Water ice and the various frozen volatile elements like methane and ammonia are themselves fantastically valuable for use in expanding colony life support systems.
Water gives us hydrogen and oxygen, methane is hydrogen and carbon and ammonia is hydrogen and nitrogen, all the basic building blocks of life. Of course you can also use energy to rearrange these atoms to make other useful materials, like hydrocarbons as the feedstocks for chemicals, plastics, pharmaceuticals and so on. You are actually sitting on one of the gold mines of the 23rd century.
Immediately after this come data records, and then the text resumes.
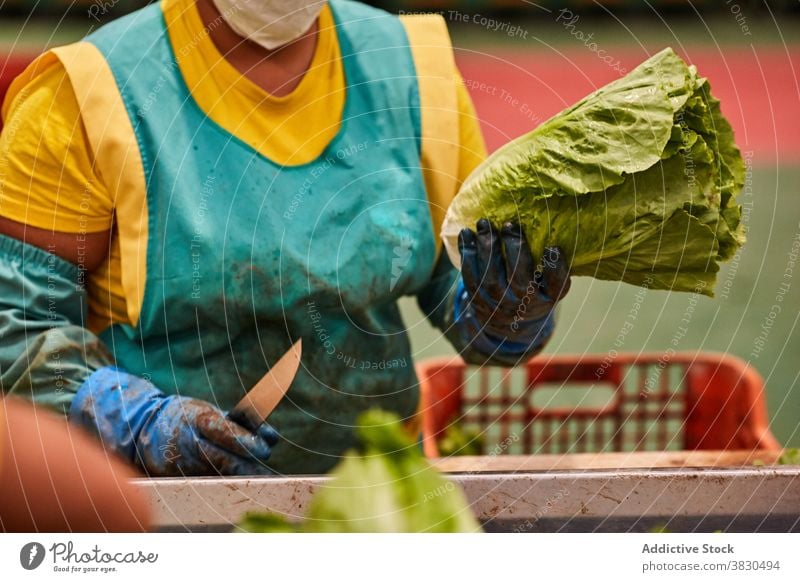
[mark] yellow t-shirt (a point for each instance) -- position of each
(48, 178)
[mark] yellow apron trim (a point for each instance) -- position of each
(432, 52)
(116, 153)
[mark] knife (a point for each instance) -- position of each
(256, 406)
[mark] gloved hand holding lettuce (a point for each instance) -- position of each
(636, 182)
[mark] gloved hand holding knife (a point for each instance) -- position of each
(171, 435)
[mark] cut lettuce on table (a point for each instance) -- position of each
(637, 182)
(387, 486)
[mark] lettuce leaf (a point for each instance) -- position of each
(636, 182)
(387, 486)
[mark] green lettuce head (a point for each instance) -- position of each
(637, 182)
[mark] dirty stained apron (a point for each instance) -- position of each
(245, 256)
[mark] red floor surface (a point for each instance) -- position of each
(758, 88)
(514, 92)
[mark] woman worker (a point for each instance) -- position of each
(194, 187)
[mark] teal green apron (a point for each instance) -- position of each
(246, 256)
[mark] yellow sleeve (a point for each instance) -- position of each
(472, 147)
(47, 174)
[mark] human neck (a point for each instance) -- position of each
(277, 71)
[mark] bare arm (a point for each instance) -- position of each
(86, 251)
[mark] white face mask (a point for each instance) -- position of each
(270, 23)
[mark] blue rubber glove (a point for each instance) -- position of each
(167, 435)
(506, 302)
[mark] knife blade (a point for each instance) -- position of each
(252, 410)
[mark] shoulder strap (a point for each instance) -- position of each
(116, 153)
There's ice in them hills....
Neptune has a relatively small gravity well and radiation environment compared to Jupiter, so operating in and around the Neptunian system is relatively easy (Uranus has similar attributes, but the extreme tilt of the polar axis adds complications to operating in orbital space when arriving or departing from the system compared to Neptune). You can even exploit the metals in the rock by building vast platoons of mirrors and thus the ability to harvest useful amounts of solar energy, enabling operations to be conducted in a fairly energy rich environment, giving you lots of flexibility and the ability to make value added products on the spot: you could sell drop tanks full of petrochemicals rather than just raw ice, for example.
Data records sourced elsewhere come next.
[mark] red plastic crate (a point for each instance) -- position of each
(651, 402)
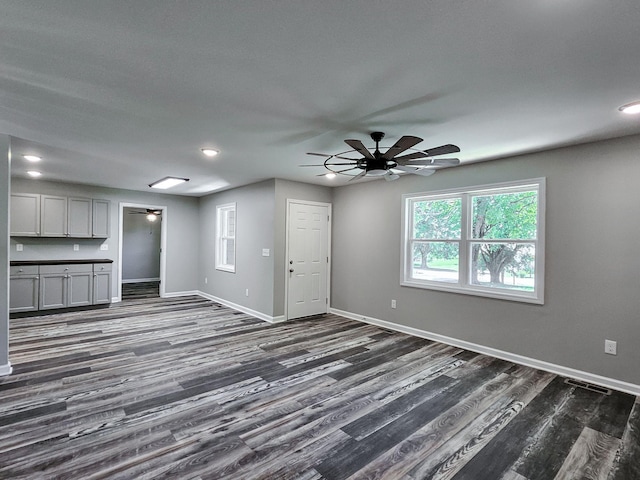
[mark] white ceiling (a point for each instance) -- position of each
(122, 93)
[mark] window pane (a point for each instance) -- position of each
(436, 261)
(503, 265)
(437, 219)
(505, 215)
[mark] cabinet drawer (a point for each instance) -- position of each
(66, 268)
(101, 267)
(23, 270)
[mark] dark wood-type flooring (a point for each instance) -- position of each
(186, 388)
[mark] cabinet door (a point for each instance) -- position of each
(23, 293)
(101, 218)
(53, 216)
(25, 215)
(101, 287)
(53, 290)
(80, 288)
(79, 223)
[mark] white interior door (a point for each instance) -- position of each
(308, 259)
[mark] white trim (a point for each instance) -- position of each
(140, 280)
(164, 215)
(241, 308)
(607, 382)
(6, 369)
(286, 251)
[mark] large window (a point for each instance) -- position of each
(226, 237)
(486, 241)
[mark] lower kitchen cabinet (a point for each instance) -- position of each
(24, 285)
(51, 286)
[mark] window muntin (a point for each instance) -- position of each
(226, 237)
(483, 241)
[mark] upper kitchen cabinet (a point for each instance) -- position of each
(101, 217)
(80, 221)
(34, 215)
(25, 215)
(53, 216)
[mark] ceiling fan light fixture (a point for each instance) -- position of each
(168, 182)
(630, 108)
(209, 152)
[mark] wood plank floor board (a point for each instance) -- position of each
(187, 388)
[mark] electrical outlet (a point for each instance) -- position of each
(611, 347)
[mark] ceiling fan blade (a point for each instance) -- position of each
(320, 154)
(425, 172)
(404, 168)
(359, 146)
(446, 162)
(401, 145)
(442, 150)
(360, 175)
(411, 156)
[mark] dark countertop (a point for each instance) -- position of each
(24, 263)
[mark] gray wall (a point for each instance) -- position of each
(5, 186)
(140, 245)
(181, 222)
(254, 231)
(592, 262)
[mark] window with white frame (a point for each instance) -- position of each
(226, 237)
(486, 240)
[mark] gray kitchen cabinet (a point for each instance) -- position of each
(101, 283)
(80, 217)
(23, 288)
(53, 216)
(101, 217)
(53, 286)
(25, 215)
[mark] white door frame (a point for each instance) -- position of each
(163, 242)
(286, 252)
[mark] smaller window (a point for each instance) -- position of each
(226, 237)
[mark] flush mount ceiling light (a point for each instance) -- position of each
(630, 108)
(168, 182)
(209, 152)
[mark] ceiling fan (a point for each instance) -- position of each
(152, 214)
(388, 164)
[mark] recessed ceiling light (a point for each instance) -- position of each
(630, 108)
(209, 152)
(168, 182)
Other high margin ventures could include real estate: the extreme cold means that you have essentially an enormous heat sink for computing and other industrial activities. Thermodynamic processes depend on the temperature differential between the "hot" and "cold" reservoirs, so you will be able to run factories far more efficiently in deep space than in the inner solar system. In technical terms, the Carnot efficiency is 1-Tc/Th (1-Temperature cold/temperature hot).
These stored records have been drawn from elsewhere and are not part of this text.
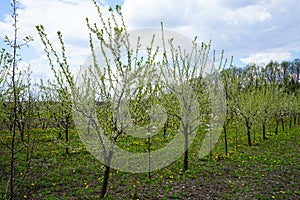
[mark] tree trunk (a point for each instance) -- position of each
(186, 152)
(225, 138)
(276, 129)
(105, 182)
(165, 130)
(67, 139)
(249, 136)
(264, 131)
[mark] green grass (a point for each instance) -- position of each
(268, 170)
To expand on this, let's use an example from Earth, where the temperature is @300K. A heat engine using heat energy at 400K would have an efficiency of 1-300/400; 1-3/4 = 1/4, in other words 25% efficiency. Since the average temperature of Earth is in the 300K range, to become more efficient you need to use much higher heat inputs.
In deep space, if you have an average temperature of 100K, then your engine is suddenly much more efficient: 1-100/400; 1-1/4 = 3/4 or 75% efficient. The use of deep space as a heat sink hasn't been fully explored by many SF authors.
(For a detailed and entertaining YouTube video, watch this)
Neptunian and other denizens of deep space have the potential to leverage the environment to their advantage, and use the vast distances between then and the inner solar system to maintain some social, cultural and even military "space" to allow them to develop as they see fit, and not as an appendage to the other polities in the Solar System.